Ethosia’s Solomon points out that the high-tech industry is uncorrelated with the rest of the economy, even in wartime.
“While the economy as a whole is suffering from a slowdown, high-tech is flourishing more than before Operation Protective Edge,” Solomon told Globes. “Many of the high-tech companies operating in Israel are international companies located overseas that have their development centers in Israel. The products of this industry are also designated for overseas markets, which are mostly unaffected by this war. The global economy is improving, and the high-tech market is therefore not suffering; it is on an uptrend.”
Home-court advantage in 2015
The best news for Israel, says Medved, is that the most in-demand technologies — such as cyber-security, real-time computing, Internet of Things software and big-data analytics — happen to be the country’s specialty.
“The big new hot tech areas seem to be getting closer and closer to Israel’s sweet spot, playing into our home court. We’re getting a home court advantage,” he tells ISRAEL21c.

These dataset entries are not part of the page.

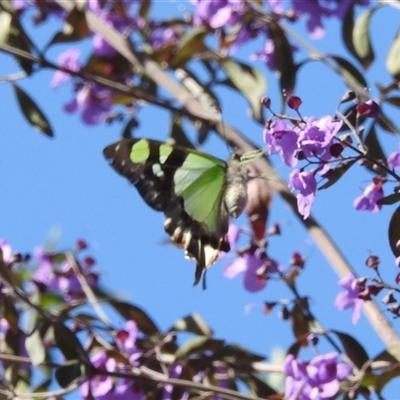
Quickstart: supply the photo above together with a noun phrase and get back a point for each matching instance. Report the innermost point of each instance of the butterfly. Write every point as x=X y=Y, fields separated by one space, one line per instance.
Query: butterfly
x=198 y=193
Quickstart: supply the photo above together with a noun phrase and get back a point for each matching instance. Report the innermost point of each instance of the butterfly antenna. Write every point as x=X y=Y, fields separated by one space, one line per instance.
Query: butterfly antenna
x=204 y=280
x=252 y=155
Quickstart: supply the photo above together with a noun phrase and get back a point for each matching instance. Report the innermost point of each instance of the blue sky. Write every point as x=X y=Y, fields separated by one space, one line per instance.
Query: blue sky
x=64 y=186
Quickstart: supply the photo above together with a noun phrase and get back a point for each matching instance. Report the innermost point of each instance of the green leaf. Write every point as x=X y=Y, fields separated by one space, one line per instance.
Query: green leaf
x=391 y=354
x=201 y=92
x=68 y=373
x=193 y=323
x=283 y=57
x=362 y=40
x=300 y=324
x=352 y=76
x=250 y=82
x=393 y=58
x=131 y=312
x=353 y=349
x=69 y=344
x=190 y=44
x=232 y=353
x=32 y=112
x=18 y=38
x=334 y=174
x=385 y=123
x=144 y=8
x=75 y=28
x=257 y=387
x=198 y=345
x=35 y=348
x=394 y=232
x=386 y=376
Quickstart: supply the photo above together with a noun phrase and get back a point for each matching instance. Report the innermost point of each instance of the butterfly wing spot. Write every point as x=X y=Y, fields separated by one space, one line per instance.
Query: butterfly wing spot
x=197 y=193
x=157 y=170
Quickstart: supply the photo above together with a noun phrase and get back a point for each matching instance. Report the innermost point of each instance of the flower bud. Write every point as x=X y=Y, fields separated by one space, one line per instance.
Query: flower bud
x=294 y=102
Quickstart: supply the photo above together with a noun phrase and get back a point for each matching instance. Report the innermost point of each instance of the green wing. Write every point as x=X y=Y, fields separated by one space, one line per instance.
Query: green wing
x=187 y=185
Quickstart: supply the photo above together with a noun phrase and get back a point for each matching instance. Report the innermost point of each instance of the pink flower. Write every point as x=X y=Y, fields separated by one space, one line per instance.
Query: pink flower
x=368 y=200
x=349 y=297
x=68 y=59
x=317 y=379
x=305 y=182
x=280 y=137
x=394 y=160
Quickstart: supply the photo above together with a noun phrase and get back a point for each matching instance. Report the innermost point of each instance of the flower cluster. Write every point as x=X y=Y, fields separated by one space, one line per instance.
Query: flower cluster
x=54 y=272
x=317 y=379
x=103 y=386
x=311 y=139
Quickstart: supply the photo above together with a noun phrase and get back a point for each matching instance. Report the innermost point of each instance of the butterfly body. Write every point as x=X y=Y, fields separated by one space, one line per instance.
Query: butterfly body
x=198 y=193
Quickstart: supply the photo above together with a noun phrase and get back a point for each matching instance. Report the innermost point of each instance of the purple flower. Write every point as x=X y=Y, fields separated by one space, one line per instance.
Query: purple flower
x=175 y=372
x=118 y=21
x=255 y=266
x=368 y=200
x=316 y=138
x=6 y=250
x=305 y=182
x=162 y=36
x=68 y=59
x=314 y=11
x=349 y=297
x=126 y=341
x=100 y=385
x=393 y=160
x=63 y=278
x=317 y=379
x=44 y=274
x=280 y=137
x=93 y=102
x=267 y=55
x=218 y=13
x=107 y=388
x=369 y=109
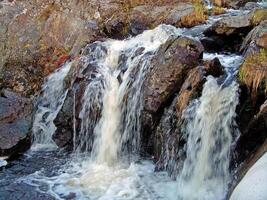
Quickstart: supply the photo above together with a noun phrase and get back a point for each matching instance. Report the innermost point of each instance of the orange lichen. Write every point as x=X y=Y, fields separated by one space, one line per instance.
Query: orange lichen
x=217 y=10
x=253 y=72
x=198 y=16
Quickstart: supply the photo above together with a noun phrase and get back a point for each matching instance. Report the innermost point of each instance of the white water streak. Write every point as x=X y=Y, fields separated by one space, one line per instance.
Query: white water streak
x=50 y=102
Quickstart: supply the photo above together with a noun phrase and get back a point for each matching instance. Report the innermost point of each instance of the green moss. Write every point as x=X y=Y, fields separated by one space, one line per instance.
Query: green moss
x=259 y=16
x=253 y=72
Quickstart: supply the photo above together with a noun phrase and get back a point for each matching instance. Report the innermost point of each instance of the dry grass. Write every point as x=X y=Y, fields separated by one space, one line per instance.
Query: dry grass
x=198 y=16
x=217 y=10
x=253 y=72
x=259 y=15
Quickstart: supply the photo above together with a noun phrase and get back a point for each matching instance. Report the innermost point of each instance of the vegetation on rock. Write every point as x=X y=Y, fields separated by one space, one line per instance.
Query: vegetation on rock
x=253 y=72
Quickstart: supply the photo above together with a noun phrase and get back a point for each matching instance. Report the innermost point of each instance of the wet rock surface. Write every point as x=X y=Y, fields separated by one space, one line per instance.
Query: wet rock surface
x=169 y=69
x=169 y=139
x=15 y=123
x=12 y=184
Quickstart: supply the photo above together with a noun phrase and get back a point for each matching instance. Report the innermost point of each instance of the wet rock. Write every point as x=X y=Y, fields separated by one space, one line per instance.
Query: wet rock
x=213 y=67
x=15 y=123
x=247 y=164
x=228 y=25
x=44 y=34
x=253 y=136
x=78 y=80
x=256 y=39
x=236 y=4
x=228 y=33
x=169 y=69
x=169 y=140
x=250 y=6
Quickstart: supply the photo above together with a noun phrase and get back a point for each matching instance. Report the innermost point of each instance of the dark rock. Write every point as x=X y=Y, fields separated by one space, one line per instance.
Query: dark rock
x=169 y=140
x=252 y=137
x=169 y=69
x=214 y=67
x=15 y=123
x=256 y=39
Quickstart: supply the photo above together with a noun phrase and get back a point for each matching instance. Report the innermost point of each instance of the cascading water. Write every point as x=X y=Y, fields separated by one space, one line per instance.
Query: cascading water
x=118 y=89
x=209 y=123
x=109 y=128
x=114 y=90
x=49 y=104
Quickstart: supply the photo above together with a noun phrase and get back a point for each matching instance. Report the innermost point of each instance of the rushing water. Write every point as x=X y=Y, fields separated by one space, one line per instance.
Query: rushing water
x=104 y=171
x=210 y=125
x=49 y=104
x=116 y=90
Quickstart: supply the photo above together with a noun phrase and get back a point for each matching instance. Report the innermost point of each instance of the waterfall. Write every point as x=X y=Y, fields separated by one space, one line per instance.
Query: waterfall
x=49 y=103
x=116 y=89
x=210 y=125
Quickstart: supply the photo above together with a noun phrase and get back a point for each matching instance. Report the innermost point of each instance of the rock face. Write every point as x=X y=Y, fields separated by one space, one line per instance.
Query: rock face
x=15 y=123
x=36 y=37
x=169 y=68
x=251 y=113
x=227 y=33
x=169 y=141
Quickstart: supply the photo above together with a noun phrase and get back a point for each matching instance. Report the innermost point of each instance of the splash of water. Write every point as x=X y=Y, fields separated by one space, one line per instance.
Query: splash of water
x=210 y=125
x=117 y=90
x=49 y=104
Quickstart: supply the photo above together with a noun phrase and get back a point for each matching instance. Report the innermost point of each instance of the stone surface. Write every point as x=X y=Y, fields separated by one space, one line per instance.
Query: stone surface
x=252 y=137
x=169 y=140
x=38 y=36
x=15 y=123
x=257 y=38
x=169 y=69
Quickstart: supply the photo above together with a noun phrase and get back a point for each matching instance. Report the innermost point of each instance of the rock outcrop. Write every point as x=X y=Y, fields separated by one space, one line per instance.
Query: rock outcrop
x=15 y=124
x=228 y=33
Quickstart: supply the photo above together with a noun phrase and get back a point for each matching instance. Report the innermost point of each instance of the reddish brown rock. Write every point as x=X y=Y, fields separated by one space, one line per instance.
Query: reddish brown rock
x=15 y=123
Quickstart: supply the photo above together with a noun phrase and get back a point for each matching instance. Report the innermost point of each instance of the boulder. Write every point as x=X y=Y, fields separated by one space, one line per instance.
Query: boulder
x=44 y=34
x=169 y=69
x=229 y=25
x=256 y=39
x=15 y=123
x=169 y=140
x=213 y=67
x=252 y=137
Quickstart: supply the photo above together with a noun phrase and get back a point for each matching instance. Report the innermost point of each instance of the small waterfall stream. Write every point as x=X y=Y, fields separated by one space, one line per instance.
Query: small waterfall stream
x=110 y=137
x=210 y=125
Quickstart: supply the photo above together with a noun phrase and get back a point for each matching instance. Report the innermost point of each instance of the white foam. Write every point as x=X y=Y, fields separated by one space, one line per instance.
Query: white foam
x=3 y=161
x=254 y=185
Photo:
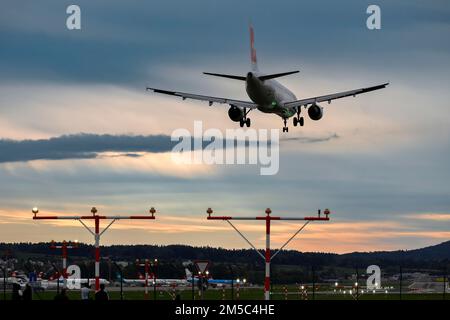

“There’s never been a time when security was more important, and you don’t need the Sony hack or The Interview to point that out. … This is stuff that Israel is very good at because of our military capabilities, as evidenced by our expertise at Iron Dome, which is the world’s most spectacular public example of real-time computing. … Add that to big data, analytics, the cloud — all things Israel is good at. It turns out Israel is more relevant than before.”
Both the PwC and Ethosia reports forecast more Israeli companies setting out on the IPO route and a continued strong interest by foreign companies in Israeli technology.
Medved says the rise of Asian investment, led by China but not limited to China, will also “become a significant part of the business here.”
“We’ve seen a dramatic increase in investor interest worldwide in Israeli startups,” says Medved. “My sense is 2015 will be a far, far better year.”